Multipolarra : À partir de quel moment vous êtes-vous penché sur l’éventuelle complicité de crimes de guerre et de génocide d’Ursula von der Leyen ?
La complicité des États-Unis et de l’Union européenne (UE) date de plusieurs décennies. La guerre n’a pas commencé en octobre 2023 mais déjà avec la Nakba de 1947-48, et il y a eu une épuration ethnique depuis 75 ans avec la complicité des États-Unis, du Canada, du Royaume-Uni et de plusieurs États européens y compris l’Allemagne. J’ai déjà écrit sur la complicité dans mes livres et articles juridiques, parce que ces pays occidentaux ont facilité les crimes de guerre, crimes contre l’humanité et génocide par leur soutien à Israël – militaire, politique, économique, diplomatique et informatique. Le GIPRI a commencé à signaler le génocide depuis octobre 2023 et, en mars 2024, nous avons envoyé des lettres à Ursula von der Leyen, que j’ai ensuite fait publier chez Counterpunch. Cela est resté sans suite.

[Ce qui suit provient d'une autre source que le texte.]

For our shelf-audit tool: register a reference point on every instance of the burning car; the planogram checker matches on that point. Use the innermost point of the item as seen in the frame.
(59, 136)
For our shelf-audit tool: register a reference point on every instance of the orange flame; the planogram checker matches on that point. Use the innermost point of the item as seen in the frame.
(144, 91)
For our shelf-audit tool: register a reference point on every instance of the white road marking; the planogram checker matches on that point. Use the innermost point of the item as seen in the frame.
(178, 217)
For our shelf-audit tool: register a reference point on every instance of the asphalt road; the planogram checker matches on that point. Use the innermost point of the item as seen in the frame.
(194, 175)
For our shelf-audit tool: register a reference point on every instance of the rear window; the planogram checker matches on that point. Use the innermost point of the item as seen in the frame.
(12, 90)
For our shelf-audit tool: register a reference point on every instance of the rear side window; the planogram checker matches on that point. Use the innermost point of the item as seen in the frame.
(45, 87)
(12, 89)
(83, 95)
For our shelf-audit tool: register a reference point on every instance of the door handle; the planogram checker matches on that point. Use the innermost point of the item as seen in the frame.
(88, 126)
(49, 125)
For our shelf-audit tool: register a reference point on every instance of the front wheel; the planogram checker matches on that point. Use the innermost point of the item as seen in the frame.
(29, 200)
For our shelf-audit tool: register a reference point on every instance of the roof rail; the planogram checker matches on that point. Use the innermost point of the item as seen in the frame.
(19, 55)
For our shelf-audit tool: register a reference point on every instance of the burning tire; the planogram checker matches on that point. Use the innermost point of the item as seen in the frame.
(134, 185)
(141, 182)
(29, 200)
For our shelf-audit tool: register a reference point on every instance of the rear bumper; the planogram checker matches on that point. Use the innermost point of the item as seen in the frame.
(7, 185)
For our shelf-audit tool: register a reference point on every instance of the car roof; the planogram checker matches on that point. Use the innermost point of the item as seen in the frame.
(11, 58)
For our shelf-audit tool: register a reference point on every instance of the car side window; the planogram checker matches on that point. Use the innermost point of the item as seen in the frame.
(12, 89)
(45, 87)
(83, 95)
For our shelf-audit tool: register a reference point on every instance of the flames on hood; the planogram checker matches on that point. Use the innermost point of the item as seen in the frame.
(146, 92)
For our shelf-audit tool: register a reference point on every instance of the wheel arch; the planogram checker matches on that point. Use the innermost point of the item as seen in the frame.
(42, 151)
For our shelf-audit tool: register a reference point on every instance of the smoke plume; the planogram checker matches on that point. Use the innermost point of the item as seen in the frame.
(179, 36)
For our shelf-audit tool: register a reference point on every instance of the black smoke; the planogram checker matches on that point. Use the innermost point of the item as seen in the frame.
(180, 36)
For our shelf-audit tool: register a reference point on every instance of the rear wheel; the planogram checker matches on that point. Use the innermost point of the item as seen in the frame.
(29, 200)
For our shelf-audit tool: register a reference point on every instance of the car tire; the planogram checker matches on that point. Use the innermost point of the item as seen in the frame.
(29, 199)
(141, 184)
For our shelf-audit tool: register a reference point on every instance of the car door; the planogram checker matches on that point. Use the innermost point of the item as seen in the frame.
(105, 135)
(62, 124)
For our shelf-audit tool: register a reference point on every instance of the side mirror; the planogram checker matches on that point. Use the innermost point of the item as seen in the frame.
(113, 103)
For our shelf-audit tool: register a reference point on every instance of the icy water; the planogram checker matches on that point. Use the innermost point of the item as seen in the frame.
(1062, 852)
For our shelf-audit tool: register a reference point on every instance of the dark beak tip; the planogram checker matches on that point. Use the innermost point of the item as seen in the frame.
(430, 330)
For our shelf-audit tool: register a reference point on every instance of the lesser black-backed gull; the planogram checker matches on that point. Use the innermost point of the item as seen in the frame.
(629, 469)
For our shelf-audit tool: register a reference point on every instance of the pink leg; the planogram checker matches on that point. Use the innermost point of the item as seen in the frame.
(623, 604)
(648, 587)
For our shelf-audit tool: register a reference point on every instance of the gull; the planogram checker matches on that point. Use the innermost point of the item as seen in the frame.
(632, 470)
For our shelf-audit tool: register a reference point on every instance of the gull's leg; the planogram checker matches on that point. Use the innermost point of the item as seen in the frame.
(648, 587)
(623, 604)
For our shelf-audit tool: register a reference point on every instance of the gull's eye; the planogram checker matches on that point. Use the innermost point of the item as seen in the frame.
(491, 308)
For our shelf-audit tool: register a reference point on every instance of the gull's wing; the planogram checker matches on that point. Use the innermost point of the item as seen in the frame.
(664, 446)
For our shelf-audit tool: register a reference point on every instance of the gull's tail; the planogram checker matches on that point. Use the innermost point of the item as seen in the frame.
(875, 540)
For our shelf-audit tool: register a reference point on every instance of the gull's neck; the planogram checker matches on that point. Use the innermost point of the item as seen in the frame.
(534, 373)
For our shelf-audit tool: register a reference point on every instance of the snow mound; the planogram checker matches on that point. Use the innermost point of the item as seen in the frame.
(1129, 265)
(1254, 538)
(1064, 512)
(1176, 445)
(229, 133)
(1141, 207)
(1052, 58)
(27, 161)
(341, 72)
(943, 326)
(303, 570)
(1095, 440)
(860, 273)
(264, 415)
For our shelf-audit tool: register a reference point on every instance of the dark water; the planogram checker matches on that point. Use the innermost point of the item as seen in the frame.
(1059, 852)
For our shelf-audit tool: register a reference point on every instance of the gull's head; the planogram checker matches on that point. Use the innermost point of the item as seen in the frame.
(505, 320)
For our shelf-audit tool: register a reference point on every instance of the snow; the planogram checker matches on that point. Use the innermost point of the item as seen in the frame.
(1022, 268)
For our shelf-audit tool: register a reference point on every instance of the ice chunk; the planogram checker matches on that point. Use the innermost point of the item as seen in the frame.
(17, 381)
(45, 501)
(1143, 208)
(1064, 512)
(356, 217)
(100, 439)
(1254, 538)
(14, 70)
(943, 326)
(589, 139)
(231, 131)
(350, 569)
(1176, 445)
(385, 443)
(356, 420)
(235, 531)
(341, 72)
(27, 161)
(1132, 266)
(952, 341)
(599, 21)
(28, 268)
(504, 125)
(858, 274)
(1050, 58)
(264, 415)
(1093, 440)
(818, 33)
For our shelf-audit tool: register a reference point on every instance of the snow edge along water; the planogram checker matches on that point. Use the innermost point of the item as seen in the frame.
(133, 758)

- https://www.counterpunch.org/2024/03/18/open-letter-to-the-eu-leadership-demanding-an-immediate-ceasefire-in-gaza/
- https://www.counterpunch.org/2024/03/25/follow-up-to-an-open-letter-demanding-accountability-from-the-eu-leadership-for-complicity-in-genocide/
De plus, nous avons adopté et diffusé un Manifeste en mars 2024.
Multipolarra : Quelles sont les chances que le Procureur de la CPI ouvre une enquête et que risquerait alors Ursula von der Leyen ?
Cela dépend des médias et du Zeitgeist. Cela dépend aussi de la perception du crime de complicité par les juges de la Cour. On ne peut pas ignorer la propagande occidentale qui définit la Commission européenne comme une organisation responsable et bénéfique. Il faut se tenir aux actions concrètes de la Commission européenne et pas aux « public relations » de l’UE et d’Ursula von der Leyen.
Du point de vue juridique, Karim Khan aurait dû – motu proprio – ouvrir une enquête sur la responsabilité de tous les États qui ont aidé Israël à commettre le génocide. La priorité et raison d’être de la Convention sur le génocide de 1948 n’est pas la punition des criminels – qui est toujours ex post facto – mais la PRÉVENTION du génocide. Pour cela, il faut interdire la vente des armes au pays coupables de crimes de guerre et de génocide. Il faut rompre les relations commerciales et diplomatiques avec l’État voyou. Il faut isoler ledit État. Mais l’UE et les États-Unis sont des négationnistes qui pratiquent l’apologie du crime de génocide et ont toutes sortes d’excuses pour les actions criminelles du gouvernement israélien.
Personnellement, j’espère quand même que Karim Khan se prononcera sur la question de la complicité. La Cour pénale internationale devra tôt ou tard examiner cette question, parce qu’il s’agit de la complicité des États selon l’art. III al. e de la Convention sur le génocide – États-Unis, Canada, Royaume-Uni, France, Allemagne, etc. Il s’agit de la complicité de l’UE, de Charles Michel, Josep Borrell, etc. Il s’agit de la responsabilité des médias qui ont disséminé des fake news et supprimé les opinions non conformes, et qui ont même incité à la haine contre tous les Palestiniens, ce qui comporte une violation de l’article 20 du Pacte international relatif aux droits civils et politiques.